Introduction
Doing a good warm-up can make a huge difference to your workout as well as competition results. It's not just something to do halfheartedly.
I'm a coach and an athlete. As much as I like to know WHY something works, the fact THAT IT DOES WORK is all I really care about. This sometimes puts me at odds with researchers in sports science and sometimes it puts me in a position where I have to work hard to get to the application of some very "interesting" piece of physiology.
One of Those Conversations
One of my colleagues in the Coach Education department at British Cycling was working on a project (I don't remember exactly what it was meant to be, but there were many interesting projects that went nowhere).
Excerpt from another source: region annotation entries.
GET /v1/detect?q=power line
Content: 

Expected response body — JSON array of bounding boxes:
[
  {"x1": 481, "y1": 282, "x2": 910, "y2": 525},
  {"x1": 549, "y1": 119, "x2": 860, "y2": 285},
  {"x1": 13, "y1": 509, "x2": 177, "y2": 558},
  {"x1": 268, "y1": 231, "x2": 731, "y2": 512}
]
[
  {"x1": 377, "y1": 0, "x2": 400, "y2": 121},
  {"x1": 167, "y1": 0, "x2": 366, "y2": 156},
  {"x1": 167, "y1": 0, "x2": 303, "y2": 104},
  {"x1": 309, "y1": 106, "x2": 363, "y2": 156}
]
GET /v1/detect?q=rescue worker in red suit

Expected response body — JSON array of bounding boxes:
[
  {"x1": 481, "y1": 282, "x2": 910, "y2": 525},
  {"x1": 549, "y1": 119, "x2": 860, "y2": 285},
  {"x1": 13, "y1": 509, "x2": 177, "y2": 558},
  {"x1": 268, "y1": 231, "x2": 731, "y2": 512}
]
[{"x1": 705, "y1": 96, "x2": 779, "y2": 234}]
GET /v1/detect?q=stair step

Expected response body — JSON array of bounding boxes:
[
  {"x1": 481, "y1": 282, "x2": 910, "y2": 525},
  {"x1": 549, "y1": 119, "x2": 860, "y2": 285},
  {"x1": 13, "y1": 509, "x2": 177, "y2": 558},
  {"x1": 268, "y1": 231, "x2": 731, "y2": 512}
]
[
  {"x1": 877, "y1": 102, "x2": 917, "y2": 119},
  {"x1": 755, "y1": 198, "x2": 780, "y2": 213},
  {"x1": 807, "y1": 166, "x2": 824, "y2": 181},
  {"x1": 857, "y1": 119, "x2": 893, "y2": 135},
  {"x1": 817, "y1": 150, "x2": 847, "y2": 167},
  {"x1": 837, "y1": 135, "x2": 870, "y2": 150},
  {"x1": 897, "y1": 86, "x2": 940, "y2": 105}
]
He asked me whether we could have a chat about what he was doing and would I give him some input. I love to talk coaching, so how could I say no?
My colleague was very much a sports scientist and he proceeded to tell me all about VO2 kinetics, showed me some graphs and numbers, described what happens to our oxygen usage when we start exercising, how we develop an oxygen debt that has to paid back and a few other bits.
Honestly, it was fascinating to listen to. But eventually, I had to ask: what's the practical application of this to a coach on the ground?
It took a while, but eventually we came to this: the oxygen debt you accrue when you start exercising and which you have to pay back is the reason you need a thorough warm-up before any high intensity sworkout and especially before competition.
Anyone who has ever jumped into a bicycle circuit race without a warm-up knows what that oxygen feels like and how it almost certainly comes back to bite you sometime in the first 20 minutes or so.
As it was explained to me, by doing a thorough warm-up in which you briefly touch competition intensity, you accrue that oxygen debt and pay it back during the rest of the warm-up and in the interval between warming up and starting the race. You do not accrue the same level of oxygen debt when the race starts.
Aside from the psychological benefits, elevation of heart rate and body temperature etc, that's why your warm-up matters. I've written about warmups more extensively in my article about specific workout planning
Conclusion
Quite how accurate my understanding of the science behind it all might or might not be is really immaterial.
The application - that your warm-up matters because you don't find yourself breathless early in your race - is what does matter. And that simple piece of knowledge has served me and people I've worked with very well indeed.